There are few things more relaxing than a Saturday during a long Fourth-of-July weekend. Kick back, have another barbecue, take the kids to a park.
Now there’s an idea, and July may be the time to take everyone to the park, seeing as how the Santa Maria Recreation and Parks Department has scheduled a laundry list of free, fun activities throughout the month to celebrate Parks Make Life Better Month.
We could list all the social, physical and mental health benefits of going to your neighborhood parks, using the facilities and taking advantage of recreation programs the city is offering, but here’s a list of great things to do:
Free movies, including “Selena” on July 13 at Grogan Park; and “The House With A Clock in Its Walls" on July 27 at Armstrong Park. Free concerts, featuring Unfinished Business and Drive-In Romeos for rock fans. Kids can swim and enjoy the new fish slide at the Paul Nelson Aquatics Center on July 28.
That’s just a partial list. The full July schedule is available by calling 805-925-0951, or go to: www.cityofsantamaria.org.
Roses to city officials for turning parks over to the people throughout July.
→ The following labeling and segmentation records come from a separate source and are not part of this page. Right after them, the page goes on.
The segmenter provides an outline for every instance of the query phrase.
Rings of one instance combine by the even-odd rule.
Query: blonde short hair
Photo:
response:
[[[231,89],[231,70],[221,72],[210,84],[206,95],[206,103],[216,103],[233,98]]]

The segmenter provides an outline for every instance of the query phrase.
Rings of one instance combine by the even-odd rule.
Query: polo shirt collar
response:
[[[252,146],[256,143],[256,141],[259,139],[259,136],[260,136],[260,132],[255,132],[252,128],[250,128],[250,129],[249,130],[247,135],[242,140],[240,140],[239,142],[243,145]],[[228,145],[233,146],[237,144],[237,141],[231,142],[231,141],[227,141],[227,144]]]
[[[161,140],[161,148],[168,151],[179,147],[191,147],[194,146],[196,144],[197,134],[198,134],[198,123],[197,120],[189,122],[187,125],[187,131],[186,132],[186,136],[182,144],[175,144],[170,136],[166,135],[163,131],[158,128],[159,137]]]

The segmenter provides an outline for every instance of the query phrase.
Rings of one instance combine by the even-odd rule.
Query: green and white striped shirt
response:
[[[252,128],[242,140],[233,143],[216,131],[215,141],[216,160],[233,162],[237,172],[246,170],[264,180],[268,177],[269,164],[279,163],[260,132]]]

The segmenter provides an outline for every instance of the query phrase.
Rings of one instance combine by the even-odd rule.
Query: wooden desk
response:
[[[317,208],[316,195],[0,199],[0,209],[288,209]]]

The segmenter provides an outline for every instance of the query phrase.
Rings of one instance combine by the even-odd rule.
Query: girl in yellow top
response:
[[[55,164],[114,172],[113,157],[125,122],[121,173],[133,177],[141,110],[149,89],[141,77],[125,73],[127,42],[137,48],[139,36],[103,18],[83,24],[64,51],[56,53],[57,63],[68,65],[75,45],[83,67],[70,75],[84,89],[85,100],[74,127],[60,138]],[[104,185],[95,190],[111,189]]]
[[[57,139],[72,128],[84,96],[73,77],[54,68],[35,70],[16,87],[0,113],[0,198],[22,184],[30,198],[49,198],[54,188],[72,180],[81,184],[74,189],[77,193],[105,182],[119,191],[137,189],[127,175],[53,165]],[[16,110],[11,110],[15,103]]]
Big changes may be coming to the Oceano Dunes State Vehicular Recreation Area, but for now the summer mayhem is in full swing — and that means Central Coast blood donors are being asked for help.
The nonprofit blood supply organization Vitalant set up a blood drive at Allan Hancock College earlier this week, giving students an opportunity to donate. The turnout was good, but Vitalant officials say more participation — and donors — are needed.
Summer is the time of year when blood is in short supply, because more people are outdoors, doing outdoorsy things, which can result in injuries and the need for blood.
Vitalant officials are especially keen on people with type O-negative blood to donate, because O-negative blood can be given to people with any blood type. It’s known as the "universal blood type," but all types of blood are needed. Platelet donations are also always needed, because platelets have a shelf life of only five days.
Roses to those who organize such donor efforts, and even more roses to those who step up and donate.
Santa Barbara County made national headlines a few days ago, but not for the best of reasons.
About 20 tons of processed cannabis and more than 350,000 cannabis plants were seized by the Sheriff’s Department from an illegal grow site just down the coast from us.
We all know recreational marijuana use is legal in California, but that has hardly put a dent in the illegal growing and sales of marijuana. That black market continues to thrive, and is keeping the sheriff’s Cannabis Compliance Team busy.
The main reason the black market is humming along is that local jurisdictions can’t seem to find acceptable middle ground on permitting legal cannabis growing and sales policies. Even as the growing and use of marijuana products are legal throughout the state, the local cost and strategies for controlling the legal operations are anything but balanced.
So, roses to county officials for continuing to crack down on illegal marijuana operations. And, raspberries to policy makers who can’t seem to come up with commonsense regulations that protect taxpayers and a promising new industry.
This is a problem that could be solved with a coordinated regional approach, not the piecemeal regulatory process that has serious territorial overtones.
Such a regional approach concept could solve a lot of our mutual problems.